The Background Check

My first attempt at a findom short story. I hope you like it.

The Background Check:

David liked the weight of the rules. Not real rules, those terrified him. But the made-up ones, the ones he could snap like twigs when the game ended? Those he craved.

That's how he found her. Or rather, her words. A comment on a niche subreddit, sharp and clever, ending with: Good boys know when to stop typing and start listening.

He'd messaged her that same night.

They'd built a careful world together: no names, no faces, no locations. Just usernames(VelvetRope for her, WillingCanvas for him) and the electric theater of the imagination. She was Amanda, though he didn't know that. He was David, though she didn't know that either.

"So you have a blackmail fantasy," she'd typed one evening. Her messages always came in clean, surgical sentences. No emojis. No wasted letters.

Yes. The loss of control. The exposure. Being owned because someone knows something I'd die if it didn’t stay hidden.

She'd sent back a single "Good." And then: "Then send me a picture. Embarrassing. No face. No identifiers. Just you, compromised."

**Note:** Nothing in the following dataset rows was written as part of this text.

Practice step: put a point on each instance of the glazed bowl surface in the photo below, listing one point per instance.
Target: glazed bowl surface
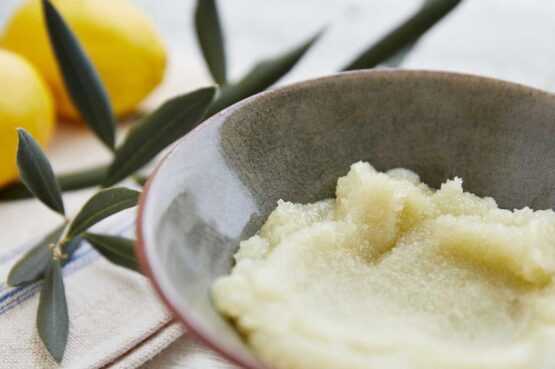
(220, 182)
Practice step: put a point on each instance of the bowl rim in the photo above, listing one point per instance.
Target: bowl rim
(141, 246)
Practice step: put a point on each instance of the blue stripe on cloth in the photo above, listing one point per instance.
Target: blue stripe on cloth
(84, 256)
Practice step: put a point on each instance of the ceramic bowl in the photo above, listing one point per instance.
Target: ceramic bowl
(221, 181)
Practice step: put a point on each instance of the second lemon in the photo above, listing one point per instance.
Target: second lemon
(120, 40)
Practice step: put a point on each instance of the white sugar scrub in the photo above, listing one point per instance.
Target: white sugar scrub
(393, 274)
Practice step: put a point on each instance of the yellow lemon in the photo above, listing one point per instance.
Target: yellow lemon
(25, 102)
(119, 39)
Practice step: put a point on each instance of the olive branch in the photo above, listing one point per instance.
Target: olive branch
(152, 134)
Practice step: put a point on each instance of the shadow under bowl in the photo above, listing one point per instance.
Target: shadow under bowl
(222, 180)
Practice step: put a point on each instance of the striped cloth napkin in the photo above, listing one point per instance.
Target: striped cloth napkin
(116, 321)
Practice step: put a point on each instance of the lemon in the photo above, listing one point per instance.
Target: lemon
(119, 39)
(26, 102)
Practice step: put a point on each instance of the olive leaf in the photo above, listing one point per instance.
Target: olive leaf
(80, 77)
(118, 250)
(52, 316)
(32, 265)
(68, 182)
(156, 131)
(396, 60)
(262, 75)
(404, 35)
(101, 205)
(36, 173)
(210, 38)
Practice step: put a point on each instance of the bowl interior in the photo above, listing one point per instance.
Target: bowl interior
(222, 180)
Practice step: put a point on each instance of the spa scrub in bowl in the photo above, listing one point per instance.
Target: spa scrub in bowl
(393, 274)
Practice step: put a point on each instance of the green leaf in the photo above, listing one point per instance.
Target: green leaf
(68, 182)
(404, 35)
(36, 172)
(210, 38)
(396, 60)
(81, 79)
(52, 316)
(262, 76)
(155, 132)
(32, 265)
(101, 205)
(118, 250)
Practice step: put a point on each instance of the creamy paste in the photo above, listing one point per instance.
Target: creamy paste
(393, 274)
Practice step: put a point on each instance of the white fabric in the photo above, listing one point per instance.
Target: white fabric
(116, 321)
(112, 312)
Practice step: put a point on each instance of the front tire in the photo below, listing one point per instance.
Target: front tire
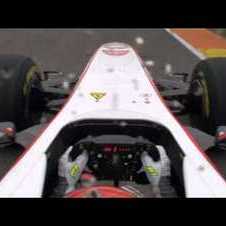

He'd sent ten over the next week. Shirtless in a frilly apron. Lingerie, full frontal exposure, lots of NSFW. It wasn't real. She couldn't trace him, but the thought of her discovering his identity had him shaking with desire.

Until Thursday.

Thursday was casual day at the office, and David had worn his faded band t-shirt, the one with the cartoon wolf howling at a pixelated moon. Something his little sister had bought him as a joke. He then slipped into the break room to take the requested photo: him making a peace sign. He stood next to the industrial coffee machine, its dented side panel and the handwritten "OUT OF ORDER" sign clearly visible in the frame.

He'd sent it during his lunch break. Humiliation tax paid.

Amanda opened it on her phone, sitting three cubicles away.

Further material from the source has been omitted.